Dates: May 15, Fri, in class, plus to be decided.
Keep the talks simple, and don't try to cover everything that you have read about; rather, give just enough background and motiviation that makes it possible to appreciate your topic, and prove at least one non-trivial statement. (Could be just an interesting lemma that is important in the proof of the main theorem, but then you should have some idea about the outline of the entire proof.) Make sure you understand every single sentence you are saying. Using PDF slides is more than recommended, due to the time constraints. I will help with the reading or the extra HW problem(s) if you come and ask. If there is no HW problem assigned to a topic, then I feel that understanding the topic is enough work in itself.
Remember that you may suggest project topics yourselves.
1. The Liouville and strong Liouville property of harmonic functions on transitive graphs. Give an account of some of Section 9.2 of my PGG notes, and solve two exercises from there.
2. On any infinite transitive graph, SRW is at least diffusive. Lee-Peres (2009) Sections 1, 2, minus Subsection 2.1, plus try to solve Exercise 10.5 from my PGG notes. PGG Sections 10.1, 10.2 may contain explanations helping you understand the paper.
3. The evolving sets method to deduce heat kernel decay or mixing from the isoperimetric profile. Here is the original Morris-Peres paper (2003), but my PGG notes Sections 8.2 and 8.3 contain much more explanation (with some details missing). Plus, solve one of the PGG Exercises 8.5, 8.6, 8.7.
4. Bottlenecks, burstiness, and fat tails regulate mixing times of non-Poissonian random walks. Paper by Delvenne, Lambiotte and Rocha (2013). There are probably some math details to fill in, but as an additional exercise, find the exact speed of convergence to stationarity on the complete graph with power-law waiting times with no cut-off. Plus, Proposition 7.9 from my PGG notes.
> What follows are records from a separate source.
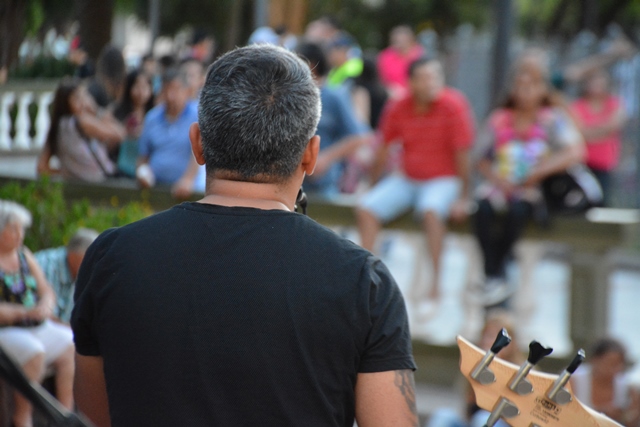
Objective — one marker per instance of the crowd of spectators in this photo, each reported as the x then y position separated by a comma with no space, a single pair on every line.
135,125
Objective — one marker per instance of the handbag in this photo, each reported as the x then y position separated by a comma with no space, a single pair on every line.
572,192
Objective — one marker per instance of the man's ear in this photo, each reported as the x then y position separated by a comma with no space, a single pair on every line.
310,155
196,142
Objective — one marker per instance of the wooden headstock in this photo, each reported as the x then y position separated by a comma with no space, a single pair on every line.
535,408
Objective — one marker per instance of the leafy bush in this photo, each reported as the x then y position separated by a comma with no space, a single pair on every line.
55,220
43,67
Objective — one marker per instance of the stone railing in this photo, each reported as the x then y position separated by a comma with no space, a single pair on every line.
20,130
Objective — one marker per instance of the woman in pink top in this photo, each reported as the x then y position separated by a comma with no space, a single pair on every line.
393,62
601,117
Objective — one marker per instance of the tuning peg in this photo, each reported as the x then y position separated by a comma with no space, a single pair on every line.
503,409
481,372
519,383
557,392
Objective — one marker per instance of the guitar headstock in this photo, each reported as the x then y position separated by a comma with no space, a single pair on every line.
521,397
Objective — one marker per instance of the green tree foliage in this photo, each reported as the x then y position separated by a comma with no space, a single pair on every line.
371,23
55,220
568,17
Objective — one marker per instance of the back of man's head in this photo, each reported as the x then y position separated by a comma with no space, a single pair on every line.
258,110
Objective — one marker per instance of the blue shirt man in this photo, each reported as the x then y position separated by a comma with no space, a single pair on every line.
164,144
338,123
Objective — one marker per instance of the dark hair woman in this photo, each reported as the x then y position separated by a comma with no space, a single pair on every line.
528,139
137,100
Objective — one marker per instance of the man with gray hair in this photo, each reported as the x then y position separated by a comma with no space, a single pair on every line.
60,266
235,310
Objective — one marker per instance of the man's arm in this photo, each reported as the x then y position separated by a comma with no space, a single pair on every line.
460,209
90,391
386,399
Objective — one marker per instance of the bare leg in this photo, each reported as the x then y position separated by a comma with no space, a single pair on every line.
435,230
64,367
368,226
33,369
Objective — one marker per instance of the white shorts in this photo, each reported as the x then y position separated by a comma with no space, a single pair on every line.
396,194
24,343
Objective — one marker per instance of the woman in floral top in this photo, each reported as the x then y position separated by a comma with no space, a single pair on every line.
26,305
528,139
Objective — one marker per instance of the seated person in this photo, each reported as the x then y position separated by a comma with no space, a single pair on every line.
80,135
341,134
602,384
164,151
27,302
60,267
527,140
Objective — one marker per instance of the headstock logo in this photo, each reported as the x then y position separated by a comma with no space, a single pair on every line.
546,410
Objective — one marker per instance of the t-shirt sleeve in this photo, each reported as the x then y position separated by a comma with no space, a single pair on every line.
388,342
389,125
84,315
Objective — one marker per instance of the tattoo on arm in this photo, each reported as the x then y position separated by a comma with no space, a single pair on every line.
405,383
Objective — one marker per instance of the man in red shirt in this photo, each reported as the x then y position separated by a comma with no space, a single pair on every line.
435,126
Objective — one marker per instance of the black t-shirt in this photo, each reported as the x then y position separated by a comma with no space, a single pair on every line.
215,316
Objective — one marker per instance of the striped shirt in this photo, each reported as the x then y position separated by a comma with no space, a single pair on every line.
56,269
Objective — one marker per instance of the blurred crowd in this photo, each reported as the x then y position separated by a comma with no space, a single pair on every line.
393,135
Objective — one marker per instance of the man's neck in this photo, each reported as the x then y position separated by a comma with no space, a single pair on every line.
265,196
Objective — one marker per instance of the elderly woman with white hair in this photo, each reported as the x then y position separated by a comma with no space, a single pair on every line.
26,304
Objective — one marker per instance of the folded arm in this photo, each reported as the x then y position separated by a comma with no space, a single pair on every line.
386,399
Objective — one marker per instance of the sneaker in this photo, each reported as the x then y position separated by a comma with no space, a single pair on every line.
426,310
495,291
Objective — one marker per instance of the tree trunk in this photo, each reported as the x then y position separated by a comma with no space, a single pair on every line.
95,17
589,17
12,18
234,30
558,17
609,15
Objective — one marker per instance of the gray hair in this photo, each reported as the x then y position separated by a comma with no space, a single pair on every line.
81,240
13,212
258,109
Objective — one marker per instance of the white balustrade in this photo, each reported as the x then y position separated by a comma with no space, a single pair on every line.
22,125
5,120
22,141
43,120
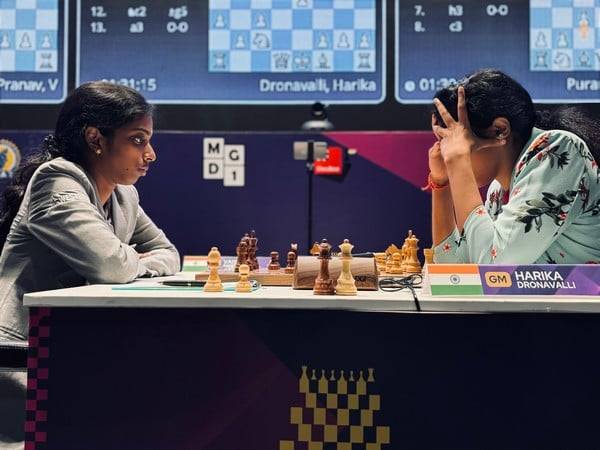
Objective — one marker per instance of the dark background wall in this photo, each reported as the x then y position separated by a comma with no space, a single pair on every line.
389,115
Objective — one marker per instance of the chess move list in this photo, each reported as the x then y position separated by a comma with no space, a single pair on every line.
318,85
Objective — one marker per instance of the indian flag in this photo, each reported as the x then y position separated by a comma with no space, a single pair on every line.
193,263
454,279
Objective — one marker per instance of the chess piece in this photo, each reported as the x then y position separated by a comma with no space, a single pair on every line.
584,25
345,282
274,264
324,283
291,262
562,41
343,42
240,41
304,383
364,61
364,41
315,249
243,285
220,21
252,261
584,59
322,41
260,21
25,41
540,41
242,254
342,384
412,263
213,283
380,260
540,59
4,43
323,61
46,41
404,253
396,268
261,41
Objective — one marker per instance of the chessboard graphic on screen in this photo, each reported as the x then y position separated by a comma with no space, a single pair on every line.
29,36
32,51
565,35
292,35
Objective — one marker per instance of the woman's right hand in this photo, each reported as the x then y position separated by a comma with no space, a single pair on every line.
437,167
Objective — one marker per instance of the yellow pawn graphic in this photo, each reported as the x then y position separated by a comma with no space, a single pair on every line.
243,285
412,263
213,284
345,283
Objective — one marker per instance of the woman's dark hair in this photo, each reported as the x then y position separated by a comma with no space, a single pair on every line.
105,106
491,94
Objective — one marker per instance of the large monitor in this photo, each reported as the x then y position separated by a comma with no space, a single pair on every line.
33,54
551,46
236,51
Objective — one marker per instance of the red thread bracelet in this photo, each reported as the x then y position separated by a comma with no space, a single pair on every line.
432,186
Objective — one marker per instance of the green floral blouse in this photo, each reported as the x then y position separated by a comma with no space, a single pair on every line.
550,215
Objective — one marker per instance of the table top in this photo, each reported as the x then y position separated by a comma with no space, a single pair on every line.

5. The Benjamini-Schramm limit of bounded degree finite planar graphs is always recurrent. This is the original Benjamini-Schramm paper (2000) where they introduced this limit notion. The beautiful proof uses circle packings. Plus, solve PGG Exercise 14.1.
6. The Trotter-Virág proof of Wigner's semicircle law for the limiting eigenvalue distribution of large random symmetric Gaussian matrices (the GOE ensemble), using Benjamini-Schramm convergence of graphs. Watch Virág's ICM 2014 talk up to time 21:16, and fill in the details.
7. David Wilson's algorithm to generate the uniform random spanning tree (UST) using loop-erased random walks (LERW). Lyons-Peres book Section 4.1, plus Exercise 4.29 using Wilson's algorithm.
8. Proof of the power-law degree distribution for the Barabási-Albert preferential attachment models, following Section 4.1 of Durrett's RGD book. Investigate what changes if, in the "master equation" for N(k+1,t)-N(k,t), we do not ignore the possibility of multiple edges.
9. Exchangability and the convergence of the Pólya urn using de Finetti's theorem. See this lecture by Yuval Peres. Prove Exercises 1 and 2 there, and generalize the warning example on page 2 by proving the following statement: if X_1,X_2,... is an exchangable sequence with E[X_i^2]<\infty, then E[X_iX_j]\geq 0; deduce that the members of an infinite exchangable sequence are pairwise positively correlated.
10. The concentration of the chromatic number of the Erdős-Rényi graph G(n,1/2), around the value 2\log_2 n, using martingale concentration, due to Béla Bollobás (1988). The main source is the Alon-Spencer book Sections 4.5, 7.3, 10.3.
11. Proof of the Harris-Kesten theorem p_c(\Z^2)=1/2 for bond percolation on the square grid, using the Russo-Seymour-Welsh inequality and Russo's formula. PGG notes Section 12.3, including solving Exercise 12.47. Can also try Exercise 12.48. See also Grimmett's book Sections 5.6, 5.8, in case you need more details.
12. Random-turn hex and other selection games: Peres-Schramm-Sheffield-Wilson paper in Amer Math Monthly.
13. The Totally Asymmetric Simple Exclusion Process and its hydrodynamic limit, Burgers' equation. See Marci Balázs's talk and my notes.
14. Read Chapter 6 of the Gács-Lovász Complexity Theory lecture notes on randomized algorithms, present some of it, plus solve two exercises from the end of that chapter.
15. One-way functions and pseudorandom generators are in the heart of most modern cryptosystems (see also http://en.wikipedia.org/wiki/One-way_function). However, the existence of neither has been proved; this is a major open problem in computer science and cryptography. It turns out that their existences are equivalent to each other: you can construct one from the other. You will need a little bit of probability and complexity theory. Chapter 8 of the Gács-Lovász lecture notes is a nice source for this project; additional sources could be any of the books by Oded Goldreich, for instance, this introductory one.